KS.LOG is basically a log file which logs all necessary information. It is also helpful for you to log whatever is happening to your game in the log file by using the Konsol:Log command — example:

function main() {
  Konsol:Log("logging this command")
}

When you run your code with the addition showed above, you can start looking for the line “logging this command” written on KS.LOG.

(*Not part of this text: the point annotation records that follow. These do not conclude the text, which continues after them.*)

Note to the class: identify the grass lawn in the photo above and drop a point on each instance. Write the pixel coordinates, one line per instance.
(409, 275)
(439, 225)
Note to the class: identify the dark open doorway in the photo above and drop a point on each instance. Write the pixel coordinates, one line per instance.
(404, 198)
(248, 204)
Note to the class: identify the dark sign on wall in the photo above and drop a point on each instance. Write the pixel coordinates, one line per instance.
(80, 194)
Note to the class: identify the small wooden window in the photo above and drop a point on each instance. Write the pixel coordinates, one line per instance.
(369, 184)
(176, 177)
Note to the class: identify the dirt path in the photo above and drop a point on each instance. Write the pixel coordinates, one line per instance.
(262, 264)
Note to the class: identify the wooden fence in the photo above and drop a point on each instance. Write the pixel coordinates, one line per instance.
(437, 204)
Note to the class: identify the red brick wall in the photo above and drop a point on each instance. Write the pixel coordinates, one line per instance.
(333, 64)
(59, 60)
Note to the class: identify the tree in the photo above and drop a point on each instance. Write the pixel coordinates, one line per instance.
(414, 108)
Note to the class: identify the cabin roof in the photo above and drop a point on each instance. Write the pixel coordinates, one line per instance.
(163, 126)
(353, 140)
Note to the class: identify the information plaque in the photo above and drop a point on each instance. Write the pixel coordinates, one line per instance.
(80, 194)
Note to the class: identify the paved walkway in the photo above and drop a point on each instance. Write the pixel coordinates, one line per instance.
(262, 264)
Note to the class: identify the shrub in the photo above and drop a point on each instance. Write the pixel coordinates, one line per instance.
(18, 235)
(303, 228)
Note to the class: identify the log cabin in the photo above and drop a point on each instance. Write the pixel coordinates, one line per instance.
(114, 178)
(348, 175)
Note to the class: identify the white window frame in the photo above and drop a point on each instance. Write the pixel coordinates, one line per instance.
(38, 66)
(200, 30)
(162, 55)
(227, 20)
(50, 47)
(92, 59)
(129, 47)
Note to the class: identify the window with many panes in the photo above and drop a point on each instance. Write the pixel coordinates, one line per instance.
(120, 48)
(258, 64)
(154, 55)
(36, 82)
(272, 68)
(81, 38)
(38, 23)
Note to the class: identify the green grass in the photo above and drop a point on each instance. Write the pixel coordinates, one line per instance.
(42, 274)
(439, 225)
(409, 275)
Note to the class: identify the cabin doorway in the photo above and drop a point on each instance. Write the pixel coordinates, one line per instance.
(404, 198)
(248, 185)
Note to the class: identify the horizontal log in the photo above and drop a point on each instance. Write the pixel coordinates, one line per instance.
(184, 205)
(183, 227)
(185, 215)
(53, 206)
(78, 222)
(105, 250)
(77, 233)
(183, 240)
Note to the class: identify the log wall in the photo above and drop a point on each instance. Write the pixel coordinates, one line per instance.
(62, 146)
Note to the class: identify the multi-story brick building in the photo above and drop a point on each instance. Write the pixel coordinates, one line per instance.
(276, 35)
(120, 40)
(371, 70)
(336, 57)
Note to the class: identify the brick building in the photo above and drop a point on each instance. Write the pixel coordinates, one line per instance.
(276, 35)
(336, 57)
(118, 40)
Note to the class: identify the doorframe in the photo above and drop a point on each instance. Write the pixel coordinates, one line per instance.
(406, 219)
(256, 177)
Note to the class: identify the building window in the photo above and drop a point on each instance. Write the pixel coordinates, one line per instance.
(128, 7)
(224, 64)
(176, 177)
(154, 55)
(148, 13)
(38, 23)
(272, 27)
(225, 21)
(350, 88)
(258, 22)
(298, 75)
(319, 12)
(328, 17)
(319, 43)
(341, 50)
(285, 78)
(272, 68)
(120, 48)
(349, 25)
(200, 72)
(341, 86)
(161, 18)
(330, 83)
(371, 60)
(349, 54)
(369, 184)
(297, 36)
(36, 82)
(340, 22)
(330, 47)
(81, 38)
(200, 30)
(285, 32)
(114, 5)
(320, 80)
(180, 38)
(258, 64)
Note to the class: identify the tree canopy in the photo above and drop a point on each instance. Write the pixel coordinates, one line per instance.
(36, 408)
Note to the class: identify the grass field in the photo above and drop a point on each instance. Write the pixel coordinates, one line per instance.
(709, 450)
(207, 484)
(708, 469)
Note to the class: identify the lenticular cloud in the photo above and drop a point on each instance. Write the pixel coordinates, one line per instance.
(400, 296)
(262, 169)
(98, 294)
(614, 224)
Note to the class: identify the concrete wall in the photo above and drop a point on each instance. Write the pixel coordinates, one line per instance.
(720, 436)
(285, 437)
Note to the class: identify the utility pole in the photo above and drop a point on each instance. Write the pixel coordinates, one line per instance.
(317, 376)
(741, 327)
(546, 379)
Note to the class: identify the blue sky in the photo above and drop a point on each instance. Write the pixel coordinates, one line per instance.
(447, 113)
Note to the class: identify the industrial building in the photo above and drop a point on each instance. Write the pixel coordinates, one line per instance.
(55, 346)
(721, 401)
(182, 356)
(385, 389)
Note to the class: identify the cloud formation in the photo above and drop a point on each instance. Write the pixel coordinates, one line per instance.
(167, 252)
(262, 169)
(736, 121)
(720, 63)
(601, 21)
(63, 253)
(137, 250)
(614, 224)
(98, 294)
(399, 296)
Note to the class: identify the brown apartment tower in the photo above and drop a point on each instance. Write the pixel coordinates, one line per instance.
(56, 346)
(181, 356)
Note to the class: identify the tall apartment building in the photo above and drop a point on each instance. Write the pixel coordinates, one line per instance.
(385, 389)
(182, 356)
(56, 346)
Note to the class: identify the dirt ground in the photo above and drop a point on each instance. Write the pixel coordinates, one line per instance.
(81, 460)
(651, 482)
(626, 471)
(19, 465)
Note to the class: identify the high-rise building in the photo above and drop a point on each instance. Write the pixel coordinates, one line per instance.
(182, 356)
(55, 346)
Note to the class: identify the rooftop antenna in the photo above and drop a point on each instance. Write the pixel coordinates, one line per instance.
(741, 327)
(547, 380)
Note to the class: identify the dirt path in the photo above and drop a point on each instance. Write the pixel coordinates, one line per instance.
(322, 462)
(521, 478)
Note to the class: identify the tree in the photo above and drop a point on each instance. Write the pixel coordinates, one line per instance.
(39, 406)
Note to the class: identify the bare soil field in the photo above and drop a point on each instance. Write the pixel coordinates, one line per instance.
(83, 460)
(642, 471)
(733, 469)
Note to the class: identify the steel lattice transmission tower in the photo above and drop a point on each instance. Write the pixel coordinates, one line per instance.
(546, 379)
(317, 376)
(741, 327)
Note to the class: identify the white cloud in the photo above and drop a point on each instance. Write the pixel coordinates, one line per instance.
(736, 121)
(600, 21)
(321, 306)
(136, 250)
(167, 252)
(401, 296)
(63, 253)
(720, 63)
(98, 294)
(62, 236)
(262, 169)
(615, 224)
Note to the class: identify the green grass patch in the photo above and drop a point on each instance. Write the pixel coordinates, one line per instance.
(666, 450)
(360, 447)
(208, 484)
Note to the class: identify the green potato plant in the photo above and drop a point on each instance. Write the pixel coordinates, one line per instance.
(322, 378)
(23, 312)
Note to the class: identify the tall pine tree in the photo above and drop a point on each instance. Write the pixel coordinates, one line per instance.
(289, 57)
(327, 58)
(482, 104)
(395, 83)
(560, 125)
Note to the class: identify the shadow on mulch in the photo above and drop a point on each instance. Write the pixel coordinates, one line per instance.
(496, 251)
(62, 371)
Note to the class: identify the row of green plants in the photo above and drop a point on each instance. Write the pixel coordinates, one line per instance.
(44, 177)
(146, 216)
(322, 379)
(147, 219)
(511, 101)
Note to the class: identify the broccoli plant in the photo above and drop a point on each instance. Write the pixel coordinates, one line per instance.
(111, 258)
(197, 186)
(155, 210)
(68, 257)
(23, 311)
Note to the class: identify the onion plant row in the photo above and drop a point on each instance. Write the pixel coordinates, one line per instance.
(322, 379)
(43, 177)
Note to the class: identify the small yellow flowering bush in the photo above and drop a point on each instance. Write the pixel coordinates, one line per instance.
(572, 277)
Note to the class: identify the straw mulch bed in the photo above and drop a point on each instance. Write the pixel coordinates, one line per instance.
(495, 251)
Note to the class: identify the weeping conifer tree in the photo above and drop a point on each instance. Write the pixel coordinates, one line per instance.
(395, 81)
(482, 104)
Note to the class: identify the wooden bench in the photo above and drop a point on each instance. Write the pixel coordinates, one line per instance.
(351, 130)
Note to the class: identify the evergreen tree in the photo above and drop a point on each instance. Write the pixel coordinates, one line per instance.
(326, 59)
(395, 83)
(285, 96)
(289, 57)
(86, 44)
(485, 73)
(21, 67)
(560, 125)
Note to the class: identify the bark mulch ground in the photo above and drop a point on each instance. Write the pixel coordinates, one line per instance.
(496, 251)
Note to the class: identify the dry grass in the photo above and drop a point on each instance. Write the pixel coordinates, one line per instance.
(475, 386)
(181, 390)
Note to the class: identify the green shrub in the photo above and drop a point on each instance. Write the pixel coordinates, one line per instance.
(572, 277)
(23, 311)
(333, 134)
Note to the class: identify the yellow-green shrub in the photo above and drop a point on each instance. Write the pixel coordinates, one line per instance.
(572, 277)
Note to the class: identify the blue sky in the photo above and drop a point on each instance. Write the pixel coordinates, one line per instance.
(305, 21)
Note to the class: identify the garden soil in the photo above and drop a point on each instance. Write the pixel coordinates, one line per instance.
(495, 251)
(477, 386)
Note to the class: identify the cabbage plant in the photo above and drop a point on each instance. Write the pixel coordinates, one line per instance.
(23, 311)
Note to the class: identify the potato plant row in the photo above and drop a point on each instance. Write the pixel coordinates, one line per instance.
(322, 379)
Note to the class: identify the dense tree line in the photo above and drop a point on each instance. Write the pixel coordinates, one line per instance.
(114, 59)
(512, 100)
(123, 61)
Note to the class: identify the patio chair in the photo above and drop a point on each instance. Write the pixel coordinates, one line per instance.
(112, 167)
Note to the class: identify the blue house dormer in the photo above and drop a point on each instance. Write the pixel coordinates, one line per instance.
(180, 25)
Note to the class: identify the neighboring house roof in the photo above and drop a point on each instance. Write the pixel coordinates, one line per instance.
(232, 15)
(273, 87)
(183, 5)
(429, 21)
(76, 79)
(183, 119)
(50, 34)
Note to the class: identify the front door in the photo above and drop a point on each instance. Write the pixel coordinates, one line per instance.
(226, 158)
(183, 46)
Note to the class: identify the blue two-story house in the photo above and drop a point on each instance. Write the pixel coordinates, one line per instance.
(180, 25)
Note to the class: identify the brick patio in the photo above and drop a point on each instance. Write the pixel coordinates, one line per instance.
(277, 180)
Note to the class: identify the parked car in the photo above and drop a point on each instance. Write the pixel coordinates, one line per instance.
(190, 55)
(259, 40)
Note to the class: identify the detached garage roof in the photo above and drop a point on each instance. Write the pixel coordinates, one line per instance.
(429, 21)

Also, to let you in on a little secret, check what’s written in the log file just below the line: Implementing Table Look-Up

You will see something like:

Implementing Numbers
	Warning: ... is unused.
	...
Implementing Strings
	Warning: ... is unused.
Implementing Booleans
	Warning: ... is unused.
	...

Basically, these are variables that KonsolScript runtime is aware of but is not currently used in your code. Let’s try using the Number variables mouseX and mouseY.

function cleanrender() {
  Screen:PrintString("x: " + mouseX + " y: " + mouseY)
}

Running your updated code will show the X and Y coordinates of the mouse in relation to the screen.

Built-in Numbers

Below are mostly read-only Number variables; the runtime is the one setting the value of these variables:

lastpress — the key code of the last pressed key on the keyboard, 0 if not applicable.
lastunpress — the key code of the last unpressed key on the keyboard, 0 if not applicable.
screenwidth — the width of the screen.
screenheight — the height of the screen.
textwidth — the width of a single letter on the screen.
textheight — the height of a single letter on the screen.
cursorX — x location of where the screen will print the text.
cursorY — y location of where the screen will print the text.
mouseX — x location of the mouse on the screen.
mouseY — y location of the mouse on the screen.

Built-in Booleans

Below are read-only Boolean variables:

B1 — short for Button 1; set to TRUE when ESCAPE key from keyboard is pressed.
B2 — short for Button 2; set to TRUE when CONTROL key from keyboard is pressed.
B3 — short for Button 3; set to TRUE when ENTER/RETURN key from keyboard is pressed.
B4 — short for Button 4; set to TRUE when SPACE key from keyboard is pressed.
BU — short for Button Up; set to TRUE when ARROW UP key from keyboard is pressed.
BD — short for Button Down; set to TRUE when ARROW DOWN key from keyboard is pressed.
BL — short for Button Left; set to TRUE when ARROW LEFT key from keyboard is pressed.
BR — short for Button Right; set to TRUE when ARROW RIGHT key from keyboard is pressed.
LMB — short for Left Mouse Button; set to TRUE when LEFT MOUSE button from mouse is pressed.
MMB — short for Middle Mouse Button; set to TRUE when MIDDLE MOUSE button from mouse is pressed.
RMB — short for Right Mouse Button; set to TRUE when RIGHT MOUSE button from mouse is pressed.

If any of the buttons above is unpressed the value is set to FALSE.